Using a catheter inserted through either the groin or wrist, Arthur guides the WEB, a small sphere made out of woven metal fibers, to the aneurysm and blocks the blood flow to prevent a rupture that could cause a stroke.
“The results of the trial, which we’re getting ready to publish, are really good — 150 patients, an outstanding safety record and a very good effectiveness record,” Arthur said. “It’s ironic we did the first trial at (Methodist) University Hospital and the first commercial case right here at University Hospital in Memphis.”
The risk, like with the traditional method, is the potential for the aneurysm to rupture during the procedure, or for one of the arteries to be unintentionally blocked, resulting in stroke.
“That’s the risk with anything you do. If you’re sticking things in people’s brains you can screw it up,” Arthur said. “I speak from personal experience.”
More than 40 doctors from around the country are in Memphis watching the first procedures through a live-stream at the Medical Education & Research Institute (MERI) across the street, so they can learn how to perform the procedure.
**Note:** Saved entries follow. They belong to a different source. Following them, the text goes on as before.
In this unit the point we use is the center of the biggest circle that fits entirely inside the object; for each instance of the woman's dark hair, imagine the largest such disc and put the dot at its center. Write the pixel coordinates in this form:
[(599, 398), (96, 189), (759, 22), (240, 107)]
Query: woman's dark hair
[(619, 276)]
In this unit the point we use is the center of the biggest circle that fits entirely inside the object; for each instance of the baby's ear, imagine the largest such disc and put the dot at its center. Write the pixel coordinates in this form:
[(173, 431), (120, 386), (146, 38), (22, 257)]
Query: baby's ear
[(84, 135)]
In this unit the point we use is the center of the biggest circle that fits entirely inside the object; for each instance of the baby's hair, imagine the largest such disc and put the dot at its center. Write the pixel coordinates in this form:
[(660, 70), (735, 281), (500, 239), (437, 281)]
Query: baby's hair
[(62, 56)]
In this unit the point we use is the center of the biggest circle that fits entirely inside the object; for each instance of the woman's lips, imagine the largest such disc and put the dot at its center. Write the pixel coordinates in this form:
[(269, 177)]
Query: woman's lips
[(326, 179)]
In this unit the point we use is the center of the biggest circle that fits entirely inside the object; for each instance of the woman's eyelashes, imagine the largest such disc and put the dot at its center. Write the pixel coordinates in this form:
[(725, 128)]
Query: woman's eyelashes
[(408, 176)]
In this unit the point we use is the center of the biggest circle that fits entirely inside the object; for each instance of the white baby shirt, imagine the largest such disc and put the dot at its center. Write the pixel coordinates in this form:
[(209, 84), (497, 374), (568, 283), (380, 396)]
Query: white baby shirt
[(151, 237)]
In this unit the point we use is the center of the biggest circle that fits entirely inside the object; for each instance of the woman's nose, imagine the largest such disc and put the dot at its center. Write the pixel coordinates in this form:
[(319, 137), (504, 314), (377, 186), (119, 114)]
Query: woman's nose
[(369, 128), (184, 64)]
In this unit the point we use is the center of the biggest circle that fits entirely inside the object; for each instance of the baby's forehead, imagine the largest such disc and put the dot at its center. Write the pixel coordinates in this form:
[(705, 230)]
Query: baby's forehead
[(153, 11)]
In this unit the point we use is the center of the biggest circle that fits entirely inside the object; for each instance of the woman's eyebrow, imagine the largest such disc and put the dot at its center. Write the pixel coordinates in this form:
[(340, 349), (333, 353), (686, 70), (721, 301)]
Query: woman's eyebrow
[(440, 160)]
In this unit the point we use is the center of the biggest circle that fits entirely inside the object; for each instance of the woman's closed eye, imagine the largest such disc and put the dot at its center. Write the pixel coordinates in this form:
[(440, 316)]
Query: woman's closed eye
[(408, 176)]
The second set of cases will be performed beginning Thursday in New York and expand to other cities thereafter. There are about 100 surgeries scheduled in the next month.
Five doctors in the Methodist Le Bonheur Healthcare system are trained and available to perform the WEB procedure.
“I put my trust in God and then Dr. Arthur,” Brown said. “When I first got here (Monday) morning, I kept thinking about three years ago for some reason. I wasn’t fearful, but I kept thinking about how he wouldn’t have to go into my skull the way he did. I’m so grateful.”